――まりえママを演じるうえで意識していることはありますか?
ベルサイユは、スナックだけれども介護現場でもあるから、介護の所作や作業の手順などはアドバイザーがついてきちんと描いていますが、設定としてはファンタジーなんです。
実際に介護スナックはあるようですし、絵空事ではないのですが、“魔法のワイン”や点滴などはファンタジーなので、そこをわかって見ていただけるようにしたいと思っています。

――まりえママの人物像をどのように捉えていますか?
まりえの正体は、あまり明らかにならないと思います。スナック自体が異世界なので、いつごろから店を開けているのかもわからないし、スタッフも訳ありの人が集まってきていますから。
だから、ママは私自身にもよくわからないまま終わるかもしれませんね。
地球の人ではないような感じで演じております(笑)。それくらい、どんな人も受け止めて、どんな方でもお話を聞くという、そういう人だと思っています。
会いたい人に会える“魔法のワイン”を飲めたら…宮崎美子が会いたい人は
――劇中に登場する、飲めば会いたい人に会える“魔法のワイン”について、どう思いますか?
ワインを希望されるお客様は、たとえば余命宣告されて、もう人生は長くない、締めくくりだと自覚されてベルサイユにいらっしゃって、最期にそのワインをお飲みになります。

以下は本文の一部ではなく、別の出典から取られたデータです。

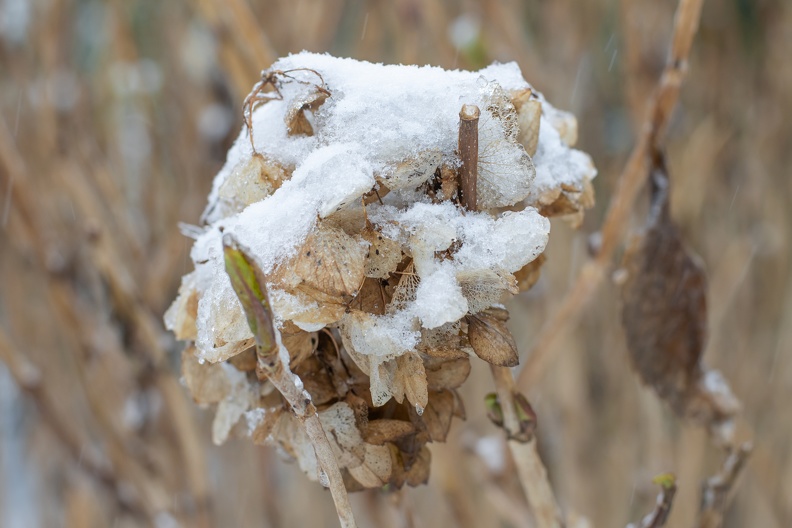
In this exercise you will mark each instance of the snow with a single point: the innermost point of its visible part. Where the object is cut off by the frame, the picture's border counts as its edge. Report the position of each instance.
(388, 128)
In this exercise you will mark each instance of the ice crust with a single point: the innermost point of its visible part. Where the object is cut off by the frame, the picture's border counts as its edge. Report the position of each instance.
(392, 126)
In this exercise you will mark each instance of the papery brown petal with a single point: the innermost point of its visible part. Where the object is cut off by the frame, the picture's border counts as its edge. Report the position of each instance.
(328, 266)
(447, 374)
(411, 378)
(664, 312)
(406, 288)
(378, 432)
(383, 256)
(413, 171)
(261, 434)
(317, 381)
(300, 345)
(491, 340)
(376, 468)
(438, 415)
(459, 406)
(207, 383)
(529, 115)
(485, 287)
(245, 361)
(373, 297)
(419, 470)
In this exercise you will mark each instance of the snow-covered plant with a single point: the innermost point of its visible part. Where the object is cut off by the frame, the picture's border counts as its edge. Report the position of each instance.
(348, 215)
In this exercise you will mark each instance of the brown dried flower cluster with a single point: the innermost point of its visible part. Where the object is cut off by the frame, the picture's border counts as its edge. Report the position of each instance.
(389, 284)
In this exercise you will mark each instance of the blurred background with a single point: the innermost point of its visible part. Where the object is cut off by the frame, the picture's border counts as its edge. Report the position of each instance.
(114, 118)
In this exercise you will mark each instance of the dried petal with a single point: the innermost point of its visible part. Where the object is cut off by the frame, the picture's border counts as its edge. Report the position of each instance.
(529, 117)
(208, 383)
(413, 171)
(378, 432)
(491, 340)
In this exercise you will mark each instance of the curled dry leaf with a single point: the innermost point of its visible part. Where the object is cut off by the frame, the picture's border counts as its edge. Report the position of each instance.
(665, 315)
(485, 287)
(329, 263)
(447, 373)
(505, 170)
(316, 285)
(437, 416)
(529, 117)
(383, 255)
(413, 171)
(529, 274)
(491, 340)
(378, 432)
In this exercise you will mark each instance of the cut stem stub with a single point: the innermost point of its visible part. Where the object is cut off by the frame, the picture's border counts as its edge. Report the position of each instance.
(468, 153)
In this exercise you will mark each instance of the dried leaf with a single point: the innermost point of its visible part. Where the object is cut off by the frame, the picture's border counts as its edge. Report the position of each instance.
(383, 256)
(207, 382)
(505, 170)
(484, 287)
(378, 432)
(447, 374)
(438, 415)
(491, 340)
(328, 266)
(261, 423)
(376, 468)
(665, 311)
(529, 274)
(413, 171)
(373, 297)
(251, 181)
(410, 380)
(529, 116)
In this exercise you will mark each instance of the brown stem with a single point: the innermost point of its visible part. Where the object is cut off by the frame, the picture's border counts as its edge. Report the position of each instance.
(630, 182)
(289, 385)
(468, 152)
(717, 489)
(531, 471)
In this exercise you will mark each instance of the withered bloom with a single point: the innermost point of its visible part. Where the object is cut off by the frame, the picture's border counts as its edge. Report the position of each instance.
(344, 190)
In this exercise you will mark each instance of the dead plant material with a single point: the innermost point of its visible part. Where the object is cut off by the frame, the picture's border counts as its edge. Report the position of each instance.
(491, 340)
(717, 490)
(273, 80)
(665, 319)
(468, 153)
(659, 516)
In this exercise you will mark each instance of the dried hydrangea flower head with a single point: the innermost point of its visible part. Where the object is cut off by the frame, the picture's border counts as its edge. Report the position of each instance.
(344, 187)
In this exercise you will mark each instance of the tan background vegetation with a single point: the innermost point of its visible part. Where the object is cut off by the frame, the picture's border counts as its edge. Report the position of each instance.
(115, 116)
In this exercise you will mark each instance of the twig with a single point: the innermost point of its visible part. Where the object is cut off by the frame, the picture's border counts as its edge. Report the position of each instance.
(665, 499)
(716, 491)
(28, 378)
(468, 152)
(273, 364)
(531, 471)
(630, 182)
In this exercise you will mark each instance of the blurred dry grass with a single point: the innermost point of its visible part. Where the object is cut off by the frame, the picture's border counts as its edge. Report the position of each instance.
(114, 117)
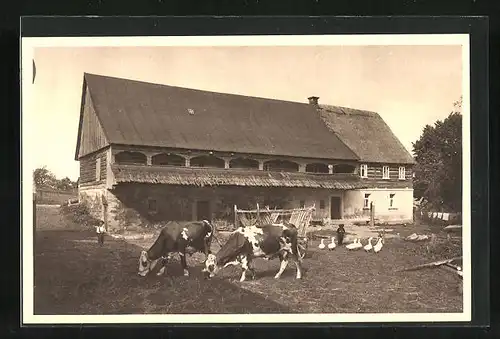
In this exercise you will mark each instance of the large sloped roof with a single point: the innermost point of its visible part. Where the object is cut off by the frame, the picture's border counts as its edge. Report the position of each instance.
(145, 114)
(366, 133)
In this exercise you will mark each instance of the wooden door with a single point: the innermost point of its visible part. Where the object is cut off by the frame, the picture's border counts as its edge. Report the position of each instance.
(203, 210)
(335, 203)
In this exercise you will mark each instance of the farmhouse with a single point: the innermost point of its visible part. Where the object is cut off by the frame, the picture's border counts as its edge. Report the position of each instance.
(150, 153)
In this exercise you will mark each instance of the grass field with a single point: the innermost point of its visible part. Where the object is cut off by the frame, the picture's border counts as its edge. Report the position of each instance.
(73, 275)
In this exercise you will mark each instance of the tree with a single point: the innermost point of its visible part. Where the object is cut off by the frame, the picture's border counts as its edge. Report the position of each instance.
(65, 184)
(438, 155)
(44, 178)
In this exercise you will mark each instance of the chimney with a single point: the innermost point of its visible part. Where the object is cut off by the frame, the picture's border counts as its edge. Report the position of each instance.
(313, 101)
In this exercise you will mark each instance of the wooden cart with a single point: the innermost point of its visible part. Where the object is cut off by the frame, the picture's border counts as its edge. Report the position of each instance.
(300, 217)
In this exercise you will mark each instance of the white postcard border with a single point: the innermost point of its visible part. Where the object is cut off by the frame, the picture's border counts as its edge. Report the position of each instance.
(27, 50)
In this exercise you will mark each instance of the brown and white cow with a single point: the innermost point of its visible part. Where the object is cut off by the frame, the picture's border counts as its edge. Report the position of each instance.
(246, 243)
(176, 238)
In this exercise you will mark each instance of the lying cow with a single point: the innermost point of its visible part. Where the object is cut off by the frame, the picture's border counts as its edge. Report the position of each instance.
(196, 235)
(246, 243)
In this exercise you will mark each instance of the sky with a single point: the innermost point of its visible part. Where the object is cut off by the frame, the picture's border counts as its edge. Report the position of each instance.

ベルサイユの仕組みとして、ご来店されたら特別な点滴を打って、すごく元気になって、会いたい人に会うわけですが、とてもうらやましいなと思ったんです。最期までちゃんと自分で人生を選択できているわけですから。
年齢を重ねてくると不安なこともいっぱいあって、最期まで自分を保っていられるのだろうかと思うと、それができる登場人物たちはうらやましいなって思うようになりました。
そして、どんな人に会いたいかは、人それぞれなんですよね。それがその人の人生を象徴しているので、さまざまな生き方をドラマとして皆さんに見ていただけると思います。
“魔法のワイン”をどう思うかというご質問の答えは、「あればいいな」かな。怖いですけどね(笑)。

――もし宮崎さんがそのワインを飲めるとしたら、人生の最期に誰に会いたいですか?
“今なら”ということでしたら、篠山紀信さんにもう1回お目にかかりたいです。
5年前、私のデビュー40周年のときに久しぶりにお目にかかり、写真を撮っていただき、カレンダーを出したんです。撮影のあと、「50周年のときもお願いします」って言ったんですよね。でも、それは叶わずで…。
私のデビューのきっかけは、なんといっても篠山先生に撮っていただいた『週刊朝日』なので、これまでのいろいろな話や、50周年はどんな写真撮りますかとか話したいですね。そして、もう一度改めてお礼を言いたいと思います。